The preferred relief layer composition is preferably provided with a preferred under-lamina that will stabilize the finished printing plate against creep, physical deformation and stress relaxation in the polymer structure.
The preferred over-lamina gives excellent use with a wide variety of ink formulations. Fortunately the expansion, contraction and other distortion properties of the over-lamina and the under-lamina are compatible for long press runs without failures. This is particularly true with the preferred compositions and layered constructions.
Many patents independently reveal various features of the inventive structure and its preferred inventive embodiments. They however lack the overall advantage presented by the synergistic effectiveness of the present new compositions, methods and structures. U.S. Pat. No. 3,024,180 discloses a photopolymerizable composition having at least 40% by weight of solvent-soluble elastomeric homopolymer of poly (chloro-2-butadiene-1,3) and at least 10% by weight of addition polymerizable ethylenically unsaturated compound containing 1 to 2 terminal ethylenic groups plus an initiator. U.S. Pat. No. 3,674,486 and British Pat. No. 1,366,769 disclose compositions having an A-B-A type block copolymer. Similar A-B block copolymer compositions are disclosed in German Patent Publications DT OS Nos. 24 56 439 and DT OS 26 10 206. French Patent Publication No. 2,103,825 reveals acrylonitrile-butadiene copolymer compositions also containing an acrylate monomer.
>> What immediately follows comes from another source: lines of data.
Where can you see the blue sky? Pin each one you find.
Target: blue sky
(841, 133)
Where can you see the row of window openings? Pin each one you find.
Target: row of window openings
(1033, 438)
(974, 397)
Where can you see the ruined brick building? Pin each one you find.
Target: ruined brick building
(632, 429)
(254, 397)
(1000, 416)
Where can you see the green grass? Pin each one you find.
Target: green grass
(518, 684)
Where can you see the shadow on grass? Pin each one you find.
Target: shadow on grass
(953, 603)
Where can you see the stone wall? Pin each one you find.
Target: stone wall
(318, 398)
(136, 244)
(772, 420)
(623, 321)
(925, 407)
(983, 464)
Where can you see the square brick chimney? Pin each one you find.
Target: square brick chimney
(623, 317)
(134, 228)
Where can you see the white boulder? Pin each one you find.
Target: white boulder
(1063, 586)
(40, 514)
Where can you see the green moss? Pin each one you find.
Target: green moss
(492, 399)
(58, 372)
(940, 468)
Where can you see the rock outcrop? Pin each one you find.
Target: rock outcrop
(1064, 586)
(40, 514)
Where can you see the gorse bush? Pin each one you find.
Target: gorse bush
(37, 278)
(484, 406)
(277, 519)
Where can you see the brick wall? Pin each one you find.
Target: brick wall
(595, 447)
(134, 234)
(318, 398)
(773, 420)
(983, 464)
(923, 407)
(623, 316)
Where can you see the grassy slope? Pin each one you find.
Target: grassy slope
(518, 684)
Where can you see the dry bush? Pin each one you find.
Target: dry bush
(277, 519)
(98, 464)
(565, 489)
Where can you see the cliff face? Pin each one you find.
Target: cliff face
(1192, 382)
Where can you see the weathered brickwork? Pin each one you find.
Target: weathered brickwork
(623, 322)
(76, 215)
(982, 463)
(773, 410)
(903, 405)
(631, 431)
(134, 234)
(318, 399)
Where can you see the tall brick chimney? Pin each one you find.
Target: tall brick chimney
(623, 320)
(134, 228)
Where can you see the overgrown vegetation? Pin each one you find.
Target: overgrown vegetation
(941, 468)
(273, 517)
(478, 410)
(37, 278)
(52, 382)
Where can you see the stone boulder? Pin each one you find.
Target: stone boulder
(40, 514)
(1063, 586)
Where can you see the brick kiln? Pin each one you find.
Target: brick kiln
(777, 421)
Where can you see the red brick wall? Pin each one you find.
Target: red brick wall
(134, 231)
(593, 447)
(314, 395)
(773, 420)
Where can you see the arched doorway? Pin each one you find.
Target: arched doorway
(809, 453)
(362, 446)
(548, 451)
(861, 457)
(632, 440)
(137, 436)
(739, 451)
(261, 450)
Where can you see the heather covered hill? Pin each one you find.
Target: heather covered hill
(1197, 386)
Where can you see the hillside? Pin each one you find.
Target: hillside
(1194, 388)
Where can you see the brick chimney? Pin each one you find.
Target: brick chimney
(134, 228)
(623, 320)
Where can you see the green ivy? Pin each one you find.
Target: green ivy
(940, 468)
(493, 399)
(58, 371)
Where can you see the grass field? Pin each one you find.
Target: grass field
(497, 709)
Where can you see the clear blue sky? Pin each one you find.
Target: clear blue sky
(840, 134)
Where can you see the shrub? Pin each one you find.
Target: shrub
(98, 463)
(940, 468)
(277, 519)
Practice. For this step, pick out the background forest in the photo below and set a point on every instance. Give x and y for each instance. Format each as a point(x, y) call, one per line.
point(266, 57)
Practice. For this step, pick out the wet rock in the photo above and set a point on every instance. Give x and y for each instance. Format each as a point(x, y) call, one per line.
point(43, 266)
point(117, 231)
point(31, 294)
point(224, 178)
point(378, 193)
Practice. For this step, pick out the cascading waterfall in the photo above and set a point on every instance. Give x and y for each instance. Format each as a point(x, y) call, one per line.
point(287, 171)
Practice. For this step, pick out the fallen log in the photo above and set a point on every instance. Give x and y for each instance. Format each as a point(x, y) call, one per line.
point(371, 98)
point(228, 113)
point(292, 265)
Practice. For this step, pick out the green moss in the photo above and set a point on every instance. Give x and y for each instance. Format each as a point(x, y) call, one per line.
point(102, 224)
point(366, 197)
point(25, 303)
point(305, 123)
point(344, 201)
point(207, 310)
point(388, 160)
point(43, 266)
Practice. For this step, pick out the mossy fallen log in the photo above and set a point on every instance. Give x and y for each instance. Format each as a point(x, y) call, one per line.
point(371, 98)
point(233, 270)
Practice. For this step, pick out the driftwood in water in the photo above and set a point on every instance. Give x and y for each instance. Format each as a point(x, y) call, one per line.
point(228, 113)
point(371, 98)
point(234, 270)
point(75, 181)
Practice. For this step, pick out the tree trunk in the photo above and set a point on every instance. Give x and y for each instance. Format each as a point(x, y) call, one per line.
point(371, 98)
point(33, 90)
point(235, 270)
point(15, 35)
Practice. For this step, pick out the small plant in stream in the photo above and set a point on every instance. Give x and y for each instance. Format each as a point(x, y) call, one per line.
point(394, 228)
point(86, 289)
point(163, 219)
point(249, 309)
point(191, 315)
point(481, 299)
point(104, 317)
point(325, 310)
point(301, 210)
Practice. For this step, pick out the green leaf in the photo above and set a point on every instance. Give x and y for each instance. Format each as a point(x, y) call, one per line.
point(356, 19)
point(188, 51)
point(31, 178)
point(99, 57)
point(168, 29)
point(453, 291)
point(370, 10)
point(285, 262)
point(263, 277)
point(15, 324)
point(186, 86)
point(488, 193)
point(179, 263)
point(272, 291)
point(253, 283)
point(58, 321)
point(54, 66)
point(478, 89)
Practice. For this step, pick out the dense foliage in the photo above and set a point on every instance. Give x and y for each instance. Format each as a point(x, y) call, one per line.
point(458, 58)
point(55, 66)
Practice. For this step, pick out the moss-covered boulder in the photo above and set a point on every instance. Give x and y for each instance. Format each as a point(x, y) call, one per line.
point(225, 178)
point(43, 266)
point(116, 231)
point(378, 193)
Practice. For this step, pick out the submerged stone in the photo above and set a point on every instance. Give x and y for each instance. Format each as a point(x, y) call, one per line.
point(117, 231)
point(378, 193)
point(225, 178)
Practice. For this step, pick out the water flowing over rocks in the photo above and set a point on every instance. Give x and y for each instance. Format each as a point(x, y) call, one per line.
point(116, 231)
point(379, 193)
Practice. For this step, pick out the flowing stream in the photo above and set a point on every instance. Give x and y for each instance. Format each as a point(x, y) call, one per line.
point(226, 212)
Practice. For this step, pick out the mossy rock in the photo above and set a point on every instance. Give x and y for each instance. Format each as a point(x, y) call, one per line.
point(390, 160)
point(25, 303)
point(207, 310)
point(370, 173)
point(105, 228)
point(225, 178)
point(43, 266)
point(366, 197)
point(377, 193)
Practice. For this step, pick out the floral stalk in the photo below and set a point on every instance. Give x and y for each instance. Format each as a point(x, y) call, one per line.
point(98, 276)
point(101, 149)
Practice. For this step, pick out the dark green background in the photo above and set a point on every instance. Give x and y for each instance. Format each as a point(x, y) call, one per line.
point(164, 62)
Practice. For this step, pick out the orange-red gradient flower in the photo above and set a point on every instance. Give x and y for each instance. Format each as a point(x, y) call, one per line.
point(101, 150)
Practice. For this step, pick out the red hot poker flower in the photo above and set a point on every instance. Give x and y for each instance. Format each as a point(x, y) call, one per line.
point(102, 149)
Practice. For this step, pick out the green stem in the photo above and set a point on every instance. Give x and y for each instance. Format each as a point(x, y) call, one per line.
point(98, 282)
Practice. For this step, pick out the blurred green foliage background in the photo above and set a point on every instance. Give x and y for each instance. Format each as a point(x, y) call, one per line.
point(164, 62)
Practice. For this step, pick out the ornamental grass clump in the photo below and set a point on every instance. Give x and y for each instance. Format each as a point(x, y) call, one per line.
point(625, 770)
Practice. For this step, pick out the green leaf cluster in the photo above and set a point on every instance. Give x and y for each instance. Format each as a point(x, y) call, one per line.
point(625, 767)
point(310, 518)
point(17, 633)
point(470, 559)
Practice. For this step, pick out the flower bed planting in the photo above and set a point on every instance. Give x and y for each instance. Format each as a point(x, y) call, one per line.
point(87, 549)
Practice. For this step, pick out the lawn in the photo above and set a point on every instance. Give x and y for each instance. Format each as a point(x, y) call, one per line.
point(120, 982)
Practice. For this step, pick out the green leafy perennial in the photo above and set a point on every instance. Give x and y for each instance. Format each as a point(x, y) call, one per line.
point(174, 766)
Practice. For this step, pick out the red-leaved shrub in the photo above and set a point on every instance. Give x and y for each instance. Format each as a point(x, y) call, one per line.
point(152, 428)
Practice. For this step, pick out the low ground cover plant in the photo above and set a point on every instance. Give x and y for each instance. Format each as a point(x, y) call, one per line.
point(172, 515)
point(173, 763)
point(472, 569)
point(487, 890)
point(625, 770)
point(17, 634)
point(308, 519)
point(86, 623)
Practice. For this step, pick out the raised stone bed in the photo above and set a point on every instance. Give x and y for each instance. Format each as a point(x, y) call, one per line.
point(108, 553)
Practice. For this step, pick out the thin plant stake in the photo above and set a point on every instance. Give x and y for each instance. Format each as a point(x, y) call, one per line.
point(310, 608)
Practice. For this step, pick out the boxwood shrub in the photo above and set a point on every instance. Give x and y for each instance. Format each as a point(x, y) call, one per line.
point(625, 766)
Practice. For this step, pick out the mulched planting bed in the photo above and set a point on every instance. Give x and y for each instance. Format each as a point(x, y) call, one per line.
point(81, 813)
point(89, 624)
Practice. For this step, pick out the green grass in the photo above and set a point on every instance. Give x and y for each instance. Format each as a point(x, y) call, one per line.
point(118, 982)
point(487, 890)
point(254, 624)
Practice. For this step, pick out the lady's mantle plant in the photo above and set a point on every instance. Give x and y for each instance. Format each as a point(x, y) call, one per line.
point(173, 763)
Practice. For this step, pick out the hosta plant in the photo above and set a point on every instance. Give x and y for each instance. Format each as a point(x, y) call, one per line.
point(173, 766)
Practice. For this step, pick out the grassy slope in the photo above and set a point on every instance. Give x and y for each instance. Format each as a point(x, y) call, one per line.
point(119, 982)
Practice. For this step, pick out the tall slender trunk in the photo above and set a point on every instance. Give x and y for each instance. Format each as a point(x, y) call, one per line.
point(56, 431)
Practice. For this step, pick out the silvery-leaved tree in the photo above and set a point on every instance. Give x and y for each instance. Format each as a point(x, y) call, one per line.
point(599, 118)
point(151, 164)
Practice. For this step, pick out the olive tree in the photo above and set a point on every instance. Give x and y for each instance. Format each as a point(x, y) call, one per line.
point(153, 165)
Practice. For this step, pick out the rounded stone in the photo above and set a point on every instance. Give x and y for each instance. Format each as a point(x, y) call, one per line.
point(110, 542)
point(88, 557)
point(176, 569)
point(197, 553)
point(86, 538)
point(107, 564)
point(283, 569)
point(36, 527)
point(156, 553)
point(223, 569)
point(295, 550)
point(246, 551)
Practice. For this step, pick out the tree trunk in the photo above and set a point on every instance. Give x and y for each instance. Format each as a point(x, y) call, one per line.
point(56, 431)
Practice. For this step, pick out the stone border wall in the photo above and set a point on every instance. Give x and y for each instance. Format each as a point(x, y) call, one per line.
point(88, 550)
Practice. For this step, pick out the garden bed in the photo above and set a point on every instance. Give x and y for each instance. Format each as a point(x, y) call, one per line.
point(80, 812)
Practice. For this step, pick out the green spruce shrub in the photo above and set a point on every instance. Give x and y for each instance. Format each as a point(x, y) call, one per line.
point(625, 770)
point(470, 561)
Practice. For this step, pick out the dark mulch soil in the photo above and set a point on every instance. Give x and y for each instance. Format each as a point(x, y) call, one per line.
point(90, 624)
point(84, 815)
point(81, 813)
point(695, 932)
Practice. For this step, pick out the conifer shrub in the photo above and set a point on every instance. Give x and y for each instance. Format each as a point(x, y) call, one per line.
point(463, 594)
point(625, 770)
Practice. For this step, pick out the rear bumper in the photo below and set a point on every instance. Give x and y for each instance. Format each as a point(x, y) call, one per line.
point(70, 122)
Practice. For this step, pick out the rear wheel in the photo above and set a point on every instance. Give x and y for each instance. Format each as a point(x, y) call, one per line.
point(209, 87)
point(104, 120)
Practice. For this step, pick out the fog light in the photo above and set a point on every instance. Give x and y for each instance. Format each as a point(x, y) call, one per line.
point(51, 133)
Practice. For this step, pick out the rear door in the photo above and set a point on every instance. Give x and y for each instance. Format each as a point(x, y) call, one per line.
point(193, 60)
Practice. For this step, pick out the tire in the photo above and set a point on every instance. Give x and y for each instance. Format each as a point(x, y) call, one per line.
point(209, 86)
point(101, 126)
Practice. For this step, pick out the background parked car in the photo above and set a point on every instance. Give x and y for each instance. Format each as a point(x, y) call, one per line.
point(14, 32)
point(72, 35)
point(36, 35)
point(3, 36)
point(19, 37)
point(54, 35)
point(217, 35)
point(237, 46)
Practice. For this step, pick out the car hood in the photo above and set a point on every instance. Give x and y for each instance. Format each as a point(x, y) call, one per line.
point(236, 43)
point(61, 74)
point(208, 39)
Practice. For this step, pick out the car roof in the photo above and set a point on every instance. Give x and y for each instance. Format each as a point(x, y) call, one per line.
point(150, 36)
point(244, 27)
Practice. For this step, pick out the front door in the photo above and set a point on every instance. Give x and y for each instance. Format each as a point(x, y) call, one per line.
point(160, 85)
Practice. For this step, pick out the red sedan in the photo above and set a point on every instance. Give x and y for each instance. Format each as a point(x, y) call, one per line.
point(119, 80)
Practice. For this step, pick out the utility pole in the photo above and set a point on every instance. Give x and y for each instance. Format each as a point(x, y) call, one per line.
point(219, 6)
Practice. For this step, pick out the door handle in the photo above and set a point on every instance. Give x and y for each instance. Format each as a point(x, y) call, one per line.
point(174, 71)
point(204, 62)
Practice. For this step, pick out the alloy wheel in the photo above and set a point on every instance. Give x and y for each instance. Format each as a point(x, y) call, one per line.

There are a number of U.S. and foreign patents that show photocurable compositions that have as a major chemically functioning constituent a polythiol. This is unlike the present invention where the polythiol constituent seemingly acts in some way to regulate and make more effective the polymerization of the constituent components of the composition. Examples of patents that show photocurable compositions that have a polythiol as a major chemically functioning constituent are U.S. Pat. Nos. 4,008,341; 3,843,572; 3,832,421; 3,783,152; 3,666,461; 3,661,744; 3,627,529 and 3,615,450 and Canadian Pat. Nos. 930,094; 926,183; 924,047 and 885,388.